Cookies strictement nécessaires
Ce sont les seuls qui passent sans demander. Session, panier, authentification : ils sont indispensables au bon fonctionnement du site. Mais attention, même ces cookies doivent être clairement identifiés dans votre politique.
Cookies de suivi et de ciblage
Là, c’est la zone rouge. Publicité, analytics, réseaux sociaux : chaque script doit être désactivé jusqu’à ce que l’internaute donne son accord explicite. Un simple « OK » ne suffit pas si le texte est vague. Vous devez préciser la finalité, la durée de conservation et le tiers destinataire.
Comment mettre en place une solution conforme
Choisissez un gestionnaire de consentement qui supporte le mode « opt-in ». Installez-le en tête de page, avant tout script de tracking. Configurez les catégories : indispensable, performance, ciblage. Testez chaque bouton, chaque case, comme si vous étiez le visiteur.
Le rôle du bandeau
Il ne doit pas être une simple fenêtre pop-up qui s’évapore en deux secondes.
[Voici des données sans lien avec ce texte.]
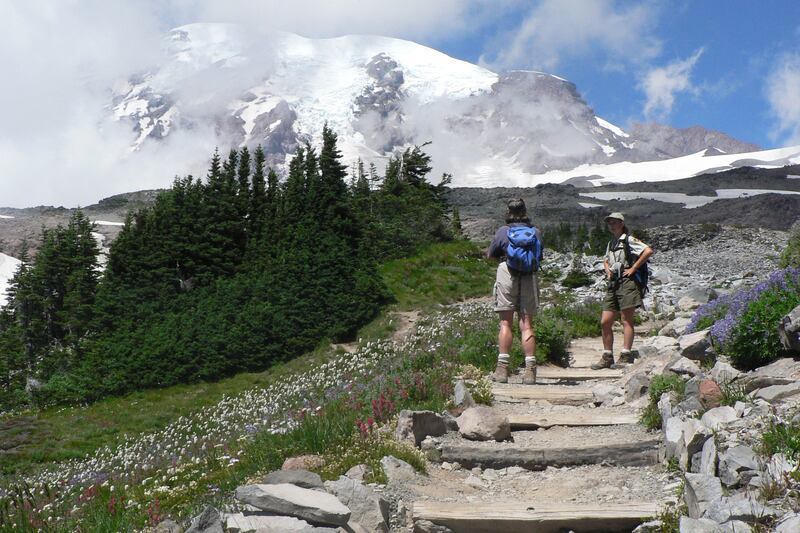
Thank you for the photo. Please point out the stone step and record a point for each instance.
(574, 419)
(554, 394)
(576, 374)
(469, 455)
(504, 516)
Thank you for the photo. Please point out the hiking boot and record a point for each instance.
(500, 373)
(627, 357)
(606, 361)
(529, 374)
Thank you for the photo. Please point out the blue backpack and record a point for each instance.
(524, 252)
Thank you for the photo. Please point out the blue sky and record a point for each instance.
(739, 47)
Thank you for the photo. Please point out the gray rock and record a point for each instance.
(775, 393)
(301, 478)
(734, 462)
(789, 523)
(723, 373)
(695, 345)
(426, 526)
(209, 521)
(368, 508)
(789, 331)
(462, 397)
(708, 458)
(701, 525)
(240, 523)
(397, 470)
(675, 328)
(483, 423)
(718, 417)
(781, 372)
(686, 367)
(701, 491)
(414, 426)
(636, 387)
(738, 507)
(285, 499)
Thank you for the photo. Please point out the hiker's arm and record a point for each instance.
(644, 256)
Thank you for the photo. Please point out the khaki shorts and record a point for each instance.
(626, 295)
(516, 292)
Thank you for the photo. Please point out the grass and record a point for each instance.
(439, 274)
(59, 434)
(651, 417)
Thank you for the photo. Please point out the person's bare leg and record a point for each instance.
(529, 347)
(607, 328)
(528, 335)
(627, 327)
(505, 339)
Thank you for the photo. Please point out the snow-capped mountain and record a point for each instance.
(381, 95)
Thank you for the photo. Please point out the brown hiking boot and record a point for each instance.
(529, 374)
(500, 373)
(606, 361)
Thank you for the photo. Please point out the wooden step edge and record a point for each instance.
(638, 453)
(508, 517)
(528, 422)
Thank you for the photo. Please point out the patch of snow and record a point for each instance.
(611, 127)
(8, 267)
(689, 202)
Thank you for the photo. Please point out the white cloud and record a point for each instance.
(783, 94)
(556, 30)
(662, 84)
(60, 58)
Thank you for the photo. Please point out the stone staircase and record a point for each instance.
(571, 464)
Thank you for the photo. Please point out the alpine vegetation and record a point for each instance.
(231, 273)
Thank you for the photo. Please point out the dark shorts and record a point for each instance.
(624, 295)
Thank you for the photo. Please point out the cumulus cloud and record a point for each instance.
(556, 30)
(58, 142)
(783, 88)
(662, 84)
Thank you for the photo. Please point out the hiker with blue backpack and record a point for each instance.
(627, 273)
(516, 289)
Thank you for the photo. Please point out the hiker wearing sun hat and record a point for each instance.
(625, 267)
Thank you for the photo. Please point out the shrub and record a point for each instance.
(576, 278)
(651, 417)
(751, 338)
(781, 437)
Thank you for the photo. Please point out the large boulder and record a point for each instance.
(701, 490)
(737, 465)
(789, 331)
(240, 523)
(290, 500)
(718, 417)
(301, 478)
(780, 372)
(414, 426)
(483, 423)
(369, 508)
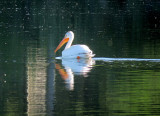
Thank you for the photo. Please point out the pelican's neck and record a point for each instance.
(69, 42)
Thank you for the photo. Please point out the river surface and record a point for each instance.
(122, 79)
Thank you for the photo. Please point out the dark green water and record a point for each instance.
(32, 82)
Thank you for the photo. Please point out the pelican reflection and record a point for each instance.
(71, 67)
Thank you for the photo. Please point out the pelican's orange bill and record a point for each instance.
(61, 44)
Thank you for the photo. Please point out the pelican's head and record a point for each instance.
(69, 36)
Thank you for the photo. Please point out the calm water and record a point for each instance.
(122, 79)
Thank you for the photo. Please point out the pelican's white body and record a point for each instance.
(75, 51)
(81, 51)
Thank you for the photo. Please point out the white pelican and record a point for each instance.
(74, 51)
Il doit rester visible, proposer un bouton « Refuser tout » et un autre « Accepter les essentiels ». Les couleurs ? Pas de tromperie, pas de vert qui incite à cliquer par défaut.
Audit et documentation
Réalisez un audit complet de vos cookies. Dressez la liste, classez-les, notez les durées. Conservez cette trace dans un registre accessible à la CNIL. Vous pourriez être interrogé, alors préparez-vous à répondre sans bafouiller.
Exemple concret
Imaginez que vous gérez un site e-commerce. Vous intégrez Gestion des cookies CNIL. Vous créez un bandeau qui, dès l’arrivée, propose trois options : « Accepter les essentiels », « Accepter les performances » et « Accepter le ciblage ». L’utilisateur coche ce qu’il veut, le reste reste inactif. Chaque fois qu’un script se lance, il vérifie d’abord la préférence stockée dans le navigateur.
Ce qui se passe si vous flanchez
Un contrôle, un avertissement, puis une amende qui peut grimper à 20 % du chiffre d’affaires annuel mondial de l’entreprise. La CNIL ne plaisante pas. Au-delà du coût, c’est la réputation qui s’effrite, les clients qui fuient, la confiance qui se brise comme du verre.
Action immédiate
Arrêtez tout tracking non essentiel, déployez un gestionnaire de consentement, testez chaque scénario, et notez vos changements dans le registre. C’est la seule façon d’éviter le gant de la CNIL et de garder vos données sous contrôle.